Ed Davey’s clean energy investment challenge
In his opening remarks at the third annual Clean Energy Ministerial (CEM), energy and climate change secretary Ed Davey has today called on the Government and businesses to “lead the low-carbon transition”.
Addressing 23 energy ministers from some of the world’s biggest economies on the day that it was formally announced that the UK economy was in a “double-dip recession”, Davey said that despite difficult financial circumstances, the push for a green economy led by clean energy was entirely achievable.
It is a concept not lost on an increasing number of financial giants such as Wells Fargo, which recently announced a $30 billion commitment to green investment.
“Over the past few years, the global low-carbon sector has outshone the rest of the economy”, Davey said in the investment section of his short address.
“In 2011, the trillionth dollar was invested in clean energy; investment in renewables now outstrips investment in fossil fuels.
“But as major economies face tougher fiscal conditions, indications suggest growth has slowed.”
Despite investment in clean energy surging in 2011, with £5.9 billion injected into the sector, the first quarter of 2012 showed a lull.
Davey added that a strong governmental agenda was needed to ensure that the renewable energy market thrives, and to enable low-carbon businesses and sectors to form the cornerstone of our future economy. But talk is cheap.
“Our challenge is to make sure investment in clean energy soars, even if the wider economy is sluggish”, he said.
“Government cannot do this alone: we do not have the reach, or the balance sheet.
“So we must create the right frameworks for investment, sending clear signals to the businesses who will lead the low-carbon transition”.
“We must encourage innovation, and do what we can to bring clean technologies to market.”
Nice sentiments but not entirely in-keeping with the government’s fumbling of the feed-in tariff scheme, which has only served to confuse the sector.
Ed Gill, head of external affairs at Good Energy recently told Blue & Green Tomorrow: “The planned feed-in tariff Contract for Difference is a very poor instrument for attracting  investors, because it’s so complex and inaccessible. It might be fine in theory, but it just leaves too many people scratching their heads, including those inside the DECC (Department for Energy and Climate Change).”
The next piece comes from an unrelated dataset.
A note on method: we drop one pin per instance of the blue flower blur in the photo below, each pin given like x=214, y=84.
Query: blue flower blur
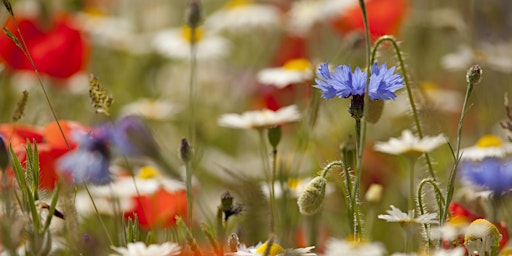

Davey will give an environmental address at the CEM tomorrow in place of David Cameron, who yesterday cut his own talk and is yet to deliver a keynote speech on the environment whilst in charge of the country.
The PM’s contribution will now come in the form of “remarks” at the beginning of the event’s second day on April 26.
There are high expectations for Cameron’s brief cameo at the CEM, but it is likely that it will once again be left to the energy secretary—this time Ed Davey— to attempt to rebuild trust in green policies, which have so far underwhelmed and under-performed.